NASA’da kriz: İnsanları Ay’a götürecek olan SLS roketi programın çok gerisinde

NASA‘nın astronotları Ay’a götürmek üzere tasarlanan Uzay Fırlatma Sistemi (SLS) roketi, NASA Genel Müfettişi tarafından yapılan yeni bir denetime göre, bütçenin üzerinde ve orijinal programının çok gerisinde. Rapor ayrıca, sorunların çözülmemesi halinde Artemis görevini tamamını tehlikeye atabilecek “ek maliyet ve takvim değişikliği” öngörüyor.

İnsanlı Ay yolculuğu tehlikeye girebilir

NASA’nın Artemis Ay Programı için yaptığı harcamaların 2025 yılına kadar 93 milyar dolara ulaşması bekleniyor, buna 2022 yılına kadar SLS sistemi için harcanan 23.8 milyar dolar da dahil.
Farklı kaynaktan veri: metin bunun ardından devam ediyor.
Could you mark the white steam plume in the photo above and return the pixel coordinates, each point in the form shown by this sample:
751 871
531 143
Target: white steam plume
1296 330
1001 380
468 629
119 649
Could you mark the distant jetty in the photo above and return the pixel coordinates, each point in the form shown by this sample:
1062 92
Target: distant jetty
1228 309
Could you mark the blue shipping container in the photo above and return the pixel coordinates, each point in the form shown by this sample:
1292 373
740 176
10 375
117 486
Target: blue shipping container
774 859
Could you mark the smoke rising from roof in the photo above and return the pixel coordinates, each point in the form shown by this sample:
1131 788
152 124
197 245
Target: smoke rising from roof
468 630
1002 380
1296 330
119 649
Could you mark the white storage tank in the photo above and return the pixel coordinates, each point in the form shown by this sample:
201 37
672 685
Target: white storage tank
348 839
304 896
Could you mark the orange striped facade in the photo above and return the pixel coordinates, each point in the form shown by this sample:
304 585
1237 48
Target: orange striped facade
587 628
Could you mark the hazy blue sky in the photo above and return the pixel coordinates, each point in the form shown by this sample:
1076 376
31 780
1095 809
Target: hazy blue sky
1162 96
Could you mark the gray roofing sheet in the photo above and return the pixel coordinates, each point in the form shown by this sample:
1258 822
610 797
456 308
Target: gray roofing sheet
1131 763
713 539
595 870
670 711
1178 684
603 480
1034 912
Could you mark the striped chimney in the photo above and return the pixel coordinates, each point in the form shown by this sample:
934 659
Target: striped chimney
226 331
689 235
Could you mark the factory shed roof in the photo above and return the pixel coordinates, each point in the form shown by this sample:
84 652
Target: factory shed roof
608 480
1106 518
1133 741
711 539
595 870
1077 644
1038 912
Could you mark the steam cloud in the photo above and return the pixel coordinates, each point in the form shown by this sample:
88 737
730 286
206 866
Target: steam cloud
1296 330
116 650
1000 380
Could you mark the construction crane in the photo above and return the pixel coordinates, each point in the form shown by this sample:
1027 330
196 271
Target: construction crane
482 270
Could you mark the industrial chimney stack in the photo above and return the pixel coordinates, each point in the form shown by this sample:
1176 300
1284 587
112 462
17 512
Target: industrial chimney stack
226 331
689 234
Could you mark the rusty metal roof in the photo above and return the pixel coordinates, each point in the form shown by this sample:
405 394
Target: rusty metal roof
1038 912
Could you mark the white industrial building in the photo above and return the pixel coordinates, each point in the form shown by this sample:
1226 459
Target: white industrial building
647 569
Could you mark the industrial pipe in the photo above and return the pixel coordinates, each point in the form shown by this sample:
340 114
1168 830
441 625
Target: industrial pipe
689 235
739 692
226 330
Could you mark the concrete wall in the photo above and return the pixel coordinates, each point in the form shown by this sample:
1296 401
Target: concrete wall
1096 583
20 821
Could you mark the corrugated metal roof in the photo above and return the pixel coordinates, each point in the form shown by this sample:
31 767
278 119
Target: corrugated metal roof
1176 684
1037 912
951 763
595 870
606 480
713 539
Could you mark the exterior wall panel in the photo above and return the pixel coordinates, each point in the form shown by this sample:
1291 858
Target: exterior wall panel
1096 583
Rapora göre bu miktar, “NASA’nın orijinal tahminlerinin üzerinde 6 milyar dolarlık maliyet artışı ve altı yıldan fazla program gecikmesi” anlamına geliyor.

Sonunda Kasım 2022’de ilk kez fırlatılan SLS, fırlatma başına dört adet RS-25 motoru kullanıyor ve bunların 16 tanesi emekliye ayrılmış uzay araçlarından kurtarıldı. Bu motorlar tükendiğinde (SLS’deki tüm motorlar harcanabilir) NASA, Aerojet Rocketdyne tarafından inşa edilen ve yüzde 30 daha ucuz ve yüzde 11 daha güçlü olması beklenen RS-25E motorlarına geçecek. Ayrıca Northrop Grumman tarafından sağlanan katı roket iticileri de kullanılacak.
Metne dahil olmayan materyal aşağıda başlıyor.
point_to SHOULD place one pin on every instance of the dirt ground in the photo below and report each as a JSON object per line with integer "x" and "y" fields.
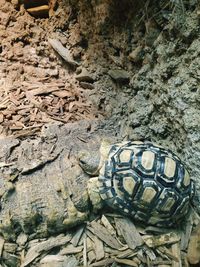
{"x": 129, "y": 72}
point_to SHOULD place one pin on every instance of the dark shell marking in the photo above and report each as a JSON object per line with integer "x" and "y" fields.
{"x": 146, "y": 182}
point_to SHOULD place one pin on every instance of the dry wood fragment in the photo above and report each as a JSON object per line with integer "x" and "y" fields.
{"x": 108, "y": 225}
{"x": 103, "y": 263}
{"x": 168, "y": 253}
{"x": 128, "y": 253}
{"x": 159, "y": 240}
{"x": 177, "y": 254}
{"x": 129, "y": 232}
{"x": 99, "y": 250}
{"x": 103, "y": 234}
{"x": 126, "y": 262}
{"x": 63, "y": 52}
{"x": 44, "y": 246}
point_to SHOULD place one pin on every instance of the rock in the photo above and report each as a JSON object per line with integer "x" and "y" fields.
{"x": 22, "y": 239}
{"x": 10, "y": 260}
{"x": 39, "y": 12}
{"x": 193, "y": 254}
{"x": 120, "y": 76}
{"x": 84, "y": 76}
{"x": 136, "y": 55}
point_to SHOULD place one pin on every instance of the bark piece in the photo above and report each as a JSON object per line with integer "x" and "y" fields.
{"x": 106, "y": 262}
{"x": 129, "y": 232}
{"x": 165, "y": 239}
{"x": 58, "y": 261}
{"x": 127, "y": 262}
{"x": 108, "y": 225}
{"x": 45, "y": 246}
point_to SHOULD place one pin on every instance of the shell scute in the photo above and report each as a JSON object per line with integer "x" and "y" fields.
{"x": 146, "y": 182}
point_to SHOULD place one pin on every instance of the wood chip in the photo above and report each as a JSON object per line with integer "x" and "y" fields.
{"x": 102, "y": 233}
{"x": 165, "y": 239}
{"x": 70, "y": 249}
{"x": 103, "y": 263}
{"x": 44, "y": 246}
{"x": 126, "y": 262}
{"x": 63, "y": 52}
{"x": 129, "y": 232}
{"x": 108, "y": 225}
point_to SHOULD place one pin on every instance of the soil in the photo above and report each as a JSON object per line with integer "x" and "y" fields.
{"x": 154, "y": 96}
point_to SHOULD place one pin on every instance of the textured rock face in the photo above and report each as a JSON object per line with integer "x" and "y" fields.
{"x": 161, "y": 102}
{"x": 44, "y": 190}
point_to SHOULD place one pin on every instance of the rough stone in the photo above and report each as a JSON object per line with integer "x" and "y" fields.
{"x": 120, "y": 76}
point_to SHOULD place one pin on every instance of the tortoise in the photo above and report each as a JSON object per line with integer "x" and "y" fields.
{"x": 142, "y": 180}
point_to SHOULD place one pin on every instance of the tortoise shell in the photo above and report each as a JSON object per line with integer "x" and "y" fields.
{"x": 146, "y": 182}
Maliyetler beklendiği gibi olmadı

Öte yandan eski teknoloji NASA’nın beklediği gibi bütçeye yardımcı olmuyor. NASA, eski teknolojileri kullanarak maliyetleri düşürmek istiyordu. Fakat, yeni sistemlerin geliştirilmesi, güncellenmesi ve miras bileşenlerle entegre edilmesinin karmaşıklığının beklenenden çok daha fazla olduğu görüldü. Örneğin, 16 motor adaptasyonundan sadece 5’i tamamlanmış olup, kapsam ve maliyet artışları itici sözleşmesini de etkilemiş durumda.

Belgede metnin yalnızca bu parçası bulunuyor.